Marjolein has been part of ICEHOTEL since 2001. In her day job, she works as a stylist for high-fashion magazines like
Vogue
. Years ago, while on a shoot at the ICEHOTEL, she saw someone build a chair of ice and said to herself: “I have to do this! You want a chair? Carve one! You want a chandelier? Make it!” At ICEHOTEL, she isn’t stuck rearranging the same old props. The possibilities are endless. Creativity. Creation. Poof. Like magic. “Everyone turns into a child here,” Marjolein says, as she slips a metal planer across clear-as-glass ice slabs. “They want to laugh. They want to touch the ice.”

They want to
feel.

It’s a tendency I’ve seen for myself. I spent my first hour here sitting on a bench near the entrance to the hotel, which is really more of a village of warm huts orbiting the main ice building. The path leading into the heart of the compound is lined with aquamarine ice columns. The one closest to the entrance has an edge that’s melted. At first, I thought the indentation was due to its position in the sun. But then I watched a young boy run to it, rubbing his hand along its side. Then, I saw a grown man take off his glove to press his skin against it, and I realized that the hard edge had been worn away by the hands of hopeful pilgrims. It has become a point of connection like St. Peter’s bronze foot in the Vatican, like the belly of a Buddha statue rubbed for luck. The ice here is no more miraculous than ice anywhere. But its status as a symbol serves to remind visitors that the elements and their mysteries are worthy of reverence.

“Something happened to me here,” Marjolein says, slowing her work. “I live in the Netherlands and we have a lot of ice, but I don’t know if I’d ever really seen it before. Now, I look at ice and see if it is soft or hard. I notice things.”

Marjolein seems to feel about ice the way I’m starting to feel about almost everything. When I tell her I’m on a quest for wonder, that I’m mainly here to experience the northern lights, she says, without pause, as if there’s no other way for me to succeed in this: “You need to talk to James.”

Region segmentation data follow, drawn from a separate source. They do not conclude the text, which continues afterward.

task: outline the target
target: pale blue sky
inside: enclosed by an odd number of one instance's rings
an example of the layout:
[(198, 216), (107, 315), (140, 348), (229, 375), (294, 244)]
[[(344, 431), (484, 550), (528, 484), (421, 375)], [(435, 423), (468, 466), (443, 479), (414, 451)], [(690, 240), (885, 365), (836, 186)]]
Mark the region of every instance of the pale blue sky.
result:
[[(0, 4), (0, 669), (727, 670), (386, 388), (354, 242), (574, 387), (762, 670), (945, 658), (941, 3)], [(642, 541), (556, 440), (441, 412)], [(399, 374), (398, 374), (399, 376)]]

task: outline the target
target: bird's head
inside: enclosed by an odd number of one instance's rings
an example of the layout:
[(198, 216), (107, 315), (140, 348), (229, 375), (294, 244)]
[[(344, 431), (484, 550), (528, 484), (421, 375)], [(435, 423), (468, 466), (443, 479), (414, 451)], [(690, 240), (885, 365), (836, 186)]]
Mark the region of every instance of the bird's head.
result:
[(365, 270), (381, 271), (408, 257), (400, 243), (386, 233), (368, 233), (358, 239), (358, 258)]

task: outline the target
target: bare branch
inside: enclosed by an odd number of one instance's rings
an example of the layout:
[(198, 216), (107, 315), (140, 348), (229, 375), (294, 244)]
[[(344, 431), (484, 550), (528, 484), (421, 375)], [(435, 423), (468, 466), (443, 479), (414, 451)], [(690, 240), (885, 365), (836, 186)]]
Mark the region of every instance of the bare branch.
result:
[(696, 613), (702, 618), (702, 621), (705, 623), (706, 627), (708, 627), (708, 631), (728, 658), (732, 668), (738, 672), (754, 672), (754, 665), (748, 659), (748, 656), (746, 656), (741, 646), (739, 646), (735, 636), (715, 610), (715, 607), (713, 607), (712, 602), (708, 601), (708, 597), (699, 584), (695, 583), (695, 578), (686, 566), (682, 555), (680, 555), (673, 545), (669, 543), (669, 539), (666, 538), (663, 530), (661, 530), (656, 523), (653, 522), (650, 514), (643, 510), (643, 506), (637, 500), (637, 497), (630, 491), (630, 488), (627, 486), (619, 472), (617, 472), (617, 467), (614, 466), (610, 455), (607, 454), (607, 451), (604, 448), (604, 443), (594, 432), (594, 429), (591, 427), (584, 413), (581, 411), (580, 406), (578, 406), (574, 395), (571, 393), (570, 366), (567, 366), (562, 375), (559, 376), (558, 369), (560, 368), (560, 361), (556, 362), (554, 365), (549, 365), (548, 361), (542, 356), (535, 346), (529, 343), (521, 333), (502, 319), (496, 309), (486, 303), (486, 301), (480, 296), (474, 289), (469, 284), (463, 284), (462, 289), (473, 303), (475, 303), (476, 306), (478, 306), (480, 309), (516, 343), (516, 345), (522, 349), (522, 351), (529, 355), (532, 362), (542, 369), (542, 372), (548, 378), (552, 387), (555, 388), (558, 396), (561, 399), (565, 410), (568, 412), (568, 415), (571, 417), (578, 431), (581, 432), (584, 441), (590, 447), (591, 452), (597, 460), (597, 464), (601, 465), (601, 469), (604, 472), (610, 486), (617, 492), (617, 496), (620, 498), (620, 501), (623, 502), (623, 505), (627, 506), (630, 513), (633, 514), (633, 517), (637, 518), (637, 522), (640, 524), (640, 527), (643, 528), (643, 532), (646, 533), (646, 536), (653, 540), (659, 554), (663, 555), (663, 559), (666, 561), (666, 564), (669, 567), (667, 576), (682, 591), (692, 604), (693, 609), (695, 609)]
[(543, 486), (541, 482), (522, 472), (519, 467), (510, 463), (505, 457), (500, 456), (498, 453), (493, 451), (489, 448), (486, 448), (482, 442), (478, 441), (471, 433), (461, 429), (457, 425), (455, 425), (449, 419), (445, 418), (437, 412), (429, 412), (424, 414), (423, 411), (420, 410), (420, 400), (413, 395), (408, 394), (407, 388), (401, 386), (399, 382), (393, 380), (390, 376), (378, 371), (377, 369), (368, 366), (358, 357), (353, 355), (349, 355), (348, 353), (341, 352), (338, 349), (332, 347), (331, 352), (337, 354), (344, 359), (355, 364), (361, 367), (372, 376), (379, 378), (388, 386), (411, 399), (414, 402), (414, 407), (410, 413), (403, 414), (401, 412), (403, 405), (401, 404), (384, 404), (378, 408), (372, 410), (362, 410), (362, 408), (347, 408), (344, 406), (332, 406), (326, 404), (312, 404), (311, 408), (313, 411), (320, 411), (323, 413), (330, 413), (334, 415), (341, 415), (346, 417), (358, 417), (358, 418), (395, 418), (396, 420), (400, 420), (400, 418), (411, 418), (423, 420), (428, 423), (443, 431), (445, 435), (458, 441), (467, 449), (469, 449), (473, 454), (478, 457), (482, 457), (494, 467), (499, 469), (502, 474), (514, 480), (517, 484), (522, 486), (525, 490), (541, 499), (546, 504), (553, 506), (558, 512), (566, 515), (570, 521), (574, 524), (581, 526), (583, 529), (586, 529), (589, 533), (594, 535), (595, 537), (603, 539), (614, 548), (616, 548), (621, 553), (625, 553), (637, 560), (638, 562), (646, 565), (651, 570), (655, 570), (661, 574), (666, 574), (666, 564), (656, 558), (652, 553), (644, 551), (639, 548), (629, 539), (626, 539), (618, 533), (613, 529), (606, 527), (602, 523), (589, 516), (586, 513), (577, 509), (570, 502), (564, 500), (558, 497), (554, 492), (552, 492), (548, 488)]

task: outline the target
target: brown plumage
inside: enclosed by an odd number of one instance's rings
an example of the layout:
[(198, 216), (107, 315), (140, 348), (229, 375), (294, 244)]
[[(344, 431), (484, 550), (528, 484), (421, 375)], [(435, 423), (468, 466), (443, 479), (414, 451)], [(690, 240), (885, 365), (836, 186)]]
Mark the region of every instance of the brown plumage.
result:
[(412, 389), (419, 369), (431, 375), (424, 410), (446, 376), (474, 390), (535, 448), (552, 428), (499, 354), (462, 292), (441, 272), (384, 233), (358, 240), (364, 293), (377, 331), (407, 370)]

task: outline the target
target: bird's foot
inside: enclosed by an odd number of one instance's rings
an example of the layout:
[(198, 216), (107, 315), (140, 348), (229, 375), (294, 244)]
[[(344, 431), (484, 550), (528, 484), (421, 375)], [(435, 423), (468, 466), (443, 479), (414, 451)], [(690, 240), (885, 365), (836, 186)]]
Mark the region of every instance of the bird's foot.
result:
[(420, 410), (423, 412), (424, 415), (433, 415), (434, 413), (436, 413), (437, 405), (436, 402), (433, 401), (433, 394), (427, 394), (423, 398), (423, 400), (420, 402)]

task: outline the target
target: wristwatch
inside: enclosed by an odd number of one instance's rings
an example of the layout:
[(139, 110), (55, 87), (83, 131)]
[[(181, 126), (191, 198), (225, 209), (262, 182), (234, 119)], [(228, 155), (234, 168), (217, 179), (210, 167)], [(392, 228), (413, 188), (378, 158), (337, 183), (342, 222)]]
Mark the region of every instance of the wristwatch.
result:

She directs me to follow a path around the hotel to the back work area where forklifts and wooden crates are lined next to walls of snow, saying, “He’ll be wearing an orange hard hat. He is here because of the aurora.” Marjolein leaves it at that. But I have my instructions. Off I go. Past an outdoor ice sculpting class, past a row of red kick sleds, until, finally, I’m behind the hotel.